In all of the baroque backroom politics of deregulation that followed soon after, Oncor emerged as heir to TXU’s transmission and distribution business, and Nye’s son, Allen Nye, emerged as the oligarch in command of Oncor. I do not think we were in on that.
But there is something in all of this that we the public in Dallas do own. We own that moral agreement protecting the Old Fish Hatchery at White Rock Lake.
Yes, it was only a letter of intent. No, it was not a binding legal contract. But the thing about moral agreement is that it doesn’t make any difference whether it has been lawyered or not, whether there is witnessed and notarized paper somewhere or if the deal was filed with the county. That’s not where morals happen.
Moral agreement happens in that other realm, the delicate balance, the note we sing and try to hold. Sure, you can sneer at a letter of intent and say there is nothing legally binding in it, but the people who struck the agreement still take it seriously.
P. Michael Jung, an attorney and member of the Dallas City Plan & Zoning Commission and the White Rock Lake Task Force, was involved in the dispute with TXU 20 years ago. He told me, “We thought, when we did this in 2000, we had a solution for the ages. Little did we know.”
Jung is angry. So are a lot of people. The new assault on the hatchery seems to make fools of them. They know that. But the way for them not to be fools is by holding hard to what they do have: the moral line.
It doesn’t matter that the new TXU isn’t the old TXU, that Oncor isn’t either one, that Allen Nye isn’t Erle Nye. The moral line goes straight back through all of that political and corporate stage setting, and the proof of it is the dishonest suggestion by Oncor that it somehow had consulted Audubon before doing this new damage to the hatchery.
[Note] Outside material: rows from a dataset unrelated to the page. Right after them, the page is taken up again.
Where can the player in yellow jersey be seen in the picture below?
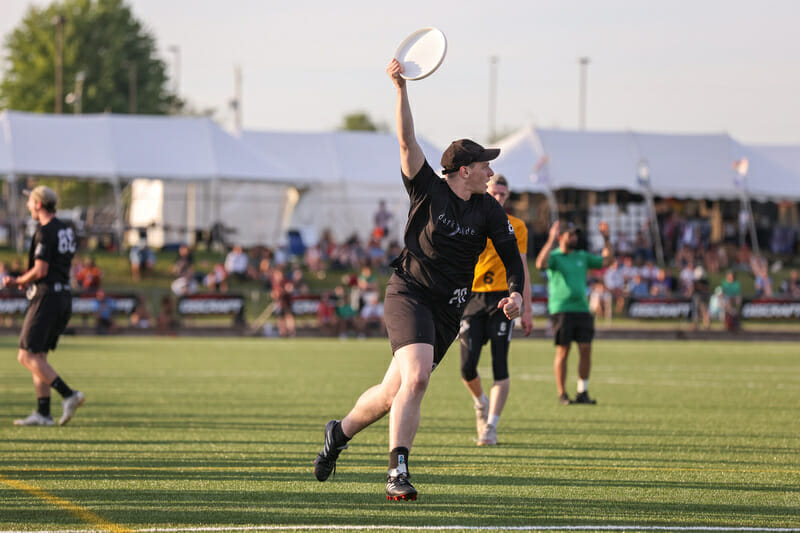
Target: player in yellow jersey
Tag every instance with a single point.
(483, 321)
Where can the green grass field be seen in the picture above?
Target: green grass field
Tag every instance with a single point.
(185, 434)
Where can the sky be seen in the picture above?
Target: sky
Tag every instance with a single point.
(678, 66)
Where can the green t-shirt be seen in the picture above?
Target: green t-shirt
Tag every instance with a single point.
(732, 289)
(566, 280)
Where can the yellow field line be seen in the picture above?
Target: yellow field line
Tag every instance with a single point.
(477, 467)
(80, 512)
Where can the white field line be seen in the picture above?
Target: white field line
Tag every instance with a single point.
(394, 527)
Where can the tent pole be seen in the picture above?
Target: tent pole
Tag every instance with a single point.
(118, 222)
(13, 214)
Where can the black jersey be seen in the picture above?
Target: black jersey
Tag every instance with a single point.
(445, 235)
(54, 243)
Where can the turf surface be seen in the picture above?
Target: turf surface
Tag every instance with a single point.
(190, 433)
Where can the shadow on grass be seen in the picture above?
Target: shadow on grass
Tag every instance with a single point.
(347, 503)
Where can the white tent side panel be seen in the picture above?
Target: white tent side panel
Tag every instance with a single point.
(173, 210)
(349, 208)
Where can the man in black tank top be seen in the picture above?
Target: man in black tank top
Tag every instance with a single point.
(50, 308)
(448, 224)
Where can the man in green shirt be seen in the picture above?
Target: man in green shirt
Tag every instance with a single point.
(567, 303)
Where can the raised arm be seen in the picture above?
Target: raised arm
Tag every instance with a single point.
(552, 241)
(608, 250)
(411, 155)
Jung points out that the lovers and defenders of White Rock Lake Park have an impressive number of scalps on their wall. When the Dallas Arboretum tried to build a parking structure on delicate grassland at the lake, the defenders came up out of their neighborhoods like Davy Crockett to the Alamo and stopped that deal dead. They did the same thing when a former mayor pushed for a restaurant on Boy Scout Hill, at the northern tip of the lake, and they did it again when an elite rowing club wanted to build a floating pleasure palace on the lake.
A few weeks after the clear-cutting, District 9 City Council member Paula Blackmon created a citizen committee to advise her on issues related to the Old Fish Hatchery. There are some good, solid names on the committee and some troubling names. But it almost doesn’t matter. Even if the city lets this slide, as it does most things, the Crocketts will be out there.
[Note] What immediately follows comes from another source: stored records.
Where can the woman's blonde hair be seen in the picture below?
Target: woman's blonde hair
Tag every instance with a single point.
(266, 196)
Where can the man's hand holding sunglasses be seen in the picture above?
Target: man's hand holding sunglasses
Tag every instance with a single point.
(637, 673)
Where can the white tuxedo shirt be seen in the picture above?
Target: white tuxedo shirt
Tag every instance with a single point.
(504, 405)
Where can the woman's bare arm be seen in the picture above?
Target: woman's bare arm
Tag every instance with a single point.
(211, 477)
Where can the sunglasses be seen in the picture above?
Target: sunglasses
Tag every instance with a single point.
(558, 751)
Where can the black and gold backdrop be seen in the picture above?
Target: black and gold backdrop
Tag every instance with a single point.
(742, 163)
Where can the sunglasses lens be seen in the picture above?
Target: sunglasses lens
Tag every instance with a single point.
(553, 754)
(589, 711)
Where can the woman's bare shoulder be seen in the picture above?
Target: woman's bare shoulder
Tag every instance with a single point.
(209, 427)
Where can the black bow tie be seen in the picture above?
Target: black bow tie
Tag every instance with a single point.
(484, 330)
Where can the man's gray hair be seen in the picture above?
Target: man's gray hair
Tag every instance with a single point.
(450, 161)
Jung points out that Oncor does not operate in the part of the electricity business that is truly deregulated. Because Oncor inherited TXU’s transmission and distribution equipment, which it operates as a monopoly, Oncor still must submit to a state rate-setting procedure twice a year.
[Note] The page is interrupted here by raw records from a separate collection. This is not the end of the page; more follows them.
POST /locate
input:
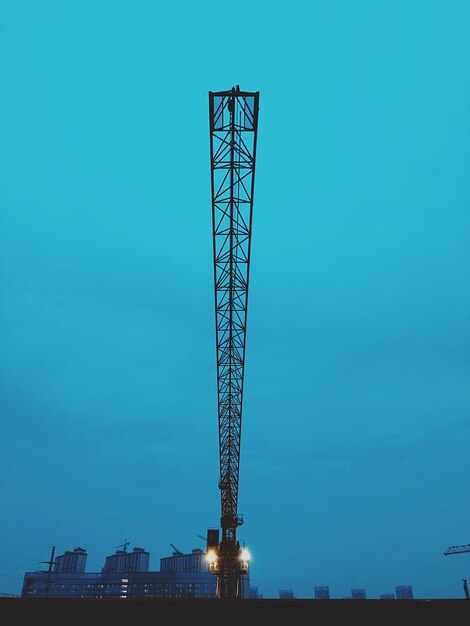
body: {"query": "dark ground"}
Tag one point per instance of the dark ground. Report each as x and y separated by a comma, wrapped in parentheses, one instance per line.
(239, 613)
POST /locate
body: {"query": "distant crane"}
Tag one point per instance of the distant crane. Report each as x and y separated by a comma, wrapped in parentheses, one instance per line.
(124, 545)
(460, 550)
(233, 119)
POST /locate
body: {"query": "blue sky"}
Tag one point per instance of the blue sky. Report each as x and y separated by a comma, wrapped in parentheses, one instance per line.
(355, 466)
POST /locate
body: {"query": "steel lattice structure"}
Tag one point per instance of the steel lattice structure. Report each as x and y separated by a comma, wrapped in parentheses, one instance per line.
(233, 134)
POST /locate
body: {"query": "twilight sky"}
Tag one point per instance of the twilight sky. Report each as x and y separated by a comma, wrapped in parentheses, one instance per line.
(355, 466)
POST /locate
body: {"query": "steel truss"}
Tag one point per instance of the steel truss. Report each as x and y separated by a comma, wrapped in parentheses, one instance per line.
(233, 134)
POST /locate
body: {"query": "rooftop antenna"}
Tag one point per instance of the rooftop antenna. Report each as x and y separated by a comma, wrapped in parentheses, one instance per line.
(176, 551)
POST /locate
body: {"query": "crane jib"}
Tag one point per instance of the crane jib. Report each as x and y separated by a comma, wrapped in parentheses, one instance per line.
(233, 119)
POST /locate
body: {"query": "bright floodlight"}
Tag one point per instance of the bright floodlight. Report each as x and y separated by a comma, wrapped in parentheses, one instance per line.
(211, 556)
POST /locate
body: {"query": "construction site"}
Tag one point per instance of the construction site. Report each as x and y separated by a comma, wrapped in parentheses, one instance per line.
(126, 591)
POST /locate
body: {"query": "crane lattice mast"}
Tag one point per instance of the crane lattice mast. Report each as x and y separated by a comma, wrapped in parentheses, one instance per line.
(233, 132)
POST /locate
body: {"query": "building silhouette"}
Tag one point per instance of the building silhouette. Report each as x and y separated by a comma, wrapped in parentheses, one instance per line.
(254, 593)
(404, 592)
(322, 593)
(126, 575)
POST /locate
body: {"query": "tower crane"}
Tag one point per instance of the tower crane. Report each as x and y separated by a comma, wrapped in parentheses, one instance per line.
(233, 119)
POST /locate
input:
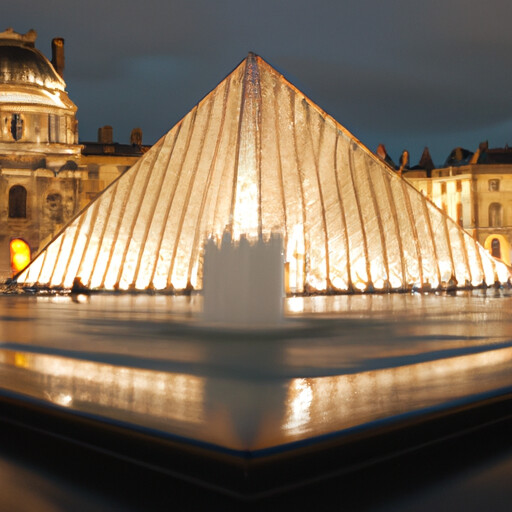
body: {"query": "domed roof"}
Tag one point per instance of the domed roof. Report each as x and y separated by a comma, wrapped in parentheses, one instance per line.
(22, 64)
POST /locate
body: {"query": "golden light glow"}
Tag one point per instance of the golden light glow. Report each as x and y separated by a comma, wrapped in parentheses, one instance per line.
(255, 157)
(314, 405)
(20, 255)
(65, 381)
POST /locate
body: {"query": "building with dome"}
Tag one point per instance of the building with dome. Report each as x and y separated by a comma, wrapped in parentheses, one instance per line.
(46, 175)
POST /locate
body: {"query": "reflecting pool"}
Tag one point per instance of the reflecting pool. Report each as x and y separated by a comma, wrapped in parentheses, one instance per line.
(336, 362)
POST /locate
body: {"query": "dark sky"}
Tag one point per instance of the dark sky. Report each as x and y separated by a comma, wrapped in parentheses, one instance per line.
(406, 73)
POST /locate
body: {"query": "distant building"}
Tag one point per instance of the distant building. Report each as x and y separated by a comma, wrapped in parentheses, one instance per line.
(474, 189)
(46, 175)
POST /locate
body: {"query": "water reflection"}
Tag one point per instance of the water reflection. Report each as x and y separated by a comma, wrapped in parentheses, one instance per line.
(342, 362)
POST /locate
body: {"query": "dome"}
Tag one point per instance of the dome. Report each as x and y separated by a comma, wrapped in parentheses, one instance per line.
(22, 64)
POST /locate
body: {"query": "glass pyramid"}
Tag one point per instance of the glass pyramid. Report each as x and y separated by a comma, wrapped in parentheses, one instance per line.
(256, 157)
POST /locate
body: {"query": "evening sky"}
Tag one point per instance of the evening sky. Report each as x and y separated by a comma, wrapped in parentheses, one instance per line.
(405, 73)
He certainly started wheels turning in my own head. Those people who have defended the lake in the past could afford to charter buses and go down to the rate-setting hearings in Austin. I’m sure normally the hearings are a dry, technical affair. But you don’t have to be an engineer or a lawyer to get up one after another and say you hate Oncor’s guts. You just go down there and do it, the way Oncor just eats trees. If anybody challenges you, you tell them you are using non-selective utility company control methods.